If effect, this would be a complete replacement of your rings, and that is essentially a whole new cluster. All of the existing data would need to be rehashed into the new ring before it is available.

There is no process that rehashes the data to ensure that it is still in the correct partition. Replication only ensures that the partitions are on the right drives.

To change the number of partitions, you will need to GET all of the data from the old ring and PUT it to the new ring. A more complicated, but perhaps more efficient) solution may include something like walking each drive and rehashing+moving the data to the right partition and then letting replication settle it down.

Either way, 100% of your existing data will need to at least be rehashed (and probably moved). Your CPU (hashing), disks (read+write), RAM (directory walking), and network (replication) may all be limiting factors in how long it will take to do this.
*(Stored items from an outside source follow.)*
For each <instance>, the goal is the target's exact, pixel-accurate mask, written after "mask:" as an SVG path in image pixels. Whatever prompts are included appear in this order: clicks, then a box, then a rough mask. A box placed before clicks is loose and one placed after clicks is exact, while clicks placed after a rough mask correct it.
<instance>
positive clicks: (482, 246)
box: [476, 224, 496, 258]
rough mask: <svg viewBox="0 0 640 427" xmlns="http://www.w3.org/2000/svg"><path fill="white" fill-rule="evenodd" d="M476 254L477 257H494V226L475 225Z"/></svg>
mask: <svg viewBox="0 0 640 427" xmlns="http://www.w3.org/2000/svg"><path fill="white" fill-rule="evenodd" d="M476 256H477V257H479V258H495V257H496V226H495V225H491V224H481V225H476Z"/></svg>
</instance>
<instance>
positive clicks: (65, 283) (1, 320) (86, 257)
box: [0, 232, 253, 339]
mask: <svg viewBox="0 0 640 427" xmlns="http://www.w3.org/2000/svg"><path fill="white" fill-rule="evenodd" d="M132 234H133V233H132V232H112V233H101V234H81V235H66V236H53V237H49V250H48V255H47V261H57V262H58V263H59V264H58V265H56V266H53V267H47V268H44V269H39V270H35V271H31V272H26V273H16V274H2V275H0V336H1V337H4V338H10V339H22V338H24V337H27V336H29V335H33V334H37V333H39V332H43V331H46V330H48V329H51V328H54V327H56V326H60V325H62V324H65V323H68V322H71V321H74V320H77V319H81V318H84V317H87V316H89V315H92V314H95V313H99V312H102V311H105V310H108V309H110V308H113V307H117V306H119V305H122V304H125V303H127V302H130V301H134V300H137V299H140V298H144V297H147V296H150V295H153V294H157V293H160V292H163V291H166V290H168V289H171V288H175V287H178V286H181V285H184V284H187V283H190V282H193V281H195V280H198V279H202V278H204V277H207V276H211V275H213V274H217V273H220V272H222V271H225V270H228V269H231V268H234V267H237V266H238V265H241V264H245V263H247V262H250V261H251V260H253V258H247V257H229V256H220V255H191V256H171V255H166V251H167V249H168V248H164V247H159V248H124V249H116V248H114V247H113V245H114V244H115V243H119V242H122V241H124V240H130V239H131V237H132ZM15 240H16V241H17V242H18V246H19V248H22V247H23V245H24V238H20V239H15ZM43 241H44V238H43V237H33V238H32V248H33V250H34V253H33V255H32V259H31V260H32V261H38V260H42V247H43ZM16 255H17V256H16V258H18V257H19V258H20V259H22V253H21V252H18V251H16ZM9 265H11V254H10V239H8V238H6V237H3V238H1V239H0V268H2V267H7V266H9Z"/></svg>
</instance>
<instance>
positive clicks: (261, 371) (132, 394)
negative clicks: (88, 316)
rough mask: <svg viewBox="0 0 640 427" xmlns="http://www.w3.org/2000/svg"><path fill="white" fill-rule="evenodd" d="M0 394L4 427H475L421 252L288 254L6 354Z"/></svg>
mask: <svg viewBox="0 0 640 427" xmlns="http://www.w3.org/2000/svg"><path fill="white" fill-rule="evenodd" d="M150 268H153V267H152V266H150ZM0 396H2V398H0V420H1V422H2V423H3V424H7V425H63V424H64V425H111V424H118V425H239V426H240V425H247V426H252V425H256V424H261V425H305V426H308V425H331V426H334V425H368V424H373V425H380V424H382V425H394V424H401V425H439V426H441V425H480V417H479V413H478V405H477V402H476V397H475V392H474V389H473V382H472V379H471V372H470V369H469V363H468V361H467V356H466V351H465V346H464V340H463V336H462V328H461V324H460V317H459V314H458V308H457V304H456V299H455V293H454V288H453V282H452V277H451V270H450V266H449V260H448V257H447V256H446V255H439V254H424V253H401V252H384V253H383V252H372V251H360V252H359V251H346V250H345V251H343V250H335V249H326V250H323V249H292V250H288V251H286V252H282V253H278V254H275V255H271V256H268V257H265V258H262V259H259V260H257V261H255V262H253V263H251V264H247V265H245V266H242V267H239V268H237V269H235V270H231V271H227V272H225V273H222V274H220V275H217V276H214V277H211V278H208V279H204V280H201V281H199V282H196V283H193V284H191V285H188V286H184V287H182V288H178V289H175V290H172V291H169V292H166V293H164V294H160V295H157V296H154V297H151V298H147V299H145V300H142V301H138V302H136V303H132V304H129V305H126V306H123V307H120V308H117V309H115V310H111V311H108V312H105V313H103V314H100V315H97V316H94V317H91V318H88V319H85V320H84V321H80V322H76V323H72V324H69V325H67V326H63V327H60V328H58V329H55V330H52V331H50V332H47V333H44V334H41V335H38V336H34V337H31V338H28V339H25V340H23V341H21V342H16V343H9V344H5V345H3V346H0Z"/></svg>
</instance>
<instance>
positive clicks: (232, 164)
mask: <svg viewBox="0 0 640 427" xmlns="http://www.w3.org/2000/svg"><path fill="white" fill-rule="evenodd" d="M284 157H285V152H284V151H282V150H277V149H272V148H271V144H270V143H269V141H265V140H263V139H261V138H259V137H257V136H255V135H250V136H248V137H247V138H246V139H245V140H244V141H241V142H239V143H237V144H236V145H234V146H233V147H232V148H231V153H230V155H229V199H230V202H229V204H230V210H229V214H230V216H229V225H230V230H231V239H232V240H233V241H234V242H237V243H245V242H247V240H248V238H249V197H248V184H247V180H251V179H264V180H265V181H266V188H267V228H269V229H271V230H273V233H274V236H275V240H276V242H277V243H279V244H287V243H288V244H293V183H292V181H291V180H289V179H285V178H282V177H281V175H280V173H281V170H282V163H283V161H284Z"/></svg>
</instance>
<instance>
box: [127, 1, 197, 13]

Your per-disk free space may also determine what method you choose.

I would not expect any data loss while doing this, but you will probably have availability issues, depending on the data access patterns.

I'd like to eventually see something in swift that allows for changing the partition power in existing rings, but that will be hard/tricky/non-trivial.

Good luck.


On Jan 11, 2013, at 1:17 PM, Alejandro Comisario wrote:

> Hi guys.
> We've created a swift cluster several months ago, the things is that righ now we cant add hardware and we configured lots of partitions thinking about the final picture of the cluster.
> Today each datanodes is having 2500+ partitions per device, and even tuning the background processes ( replicator, auditor & updater ) we really want to try to lower the partition power.
> Since its not possible to do that without recreating the ring, we can have the luxury of recreate it with a very lower partition power, and rebalance / deploy the new ring.
> The question is, having a working cluster with *existing data* is it possible to do this and wait for the data to move around *without data loss* ???
> If so, it might be true to wait for an improvement in the overall cluster performance ?
> We have no problem to have a non working cluster (while moving the data) even for an entire weekend.
> Cheers.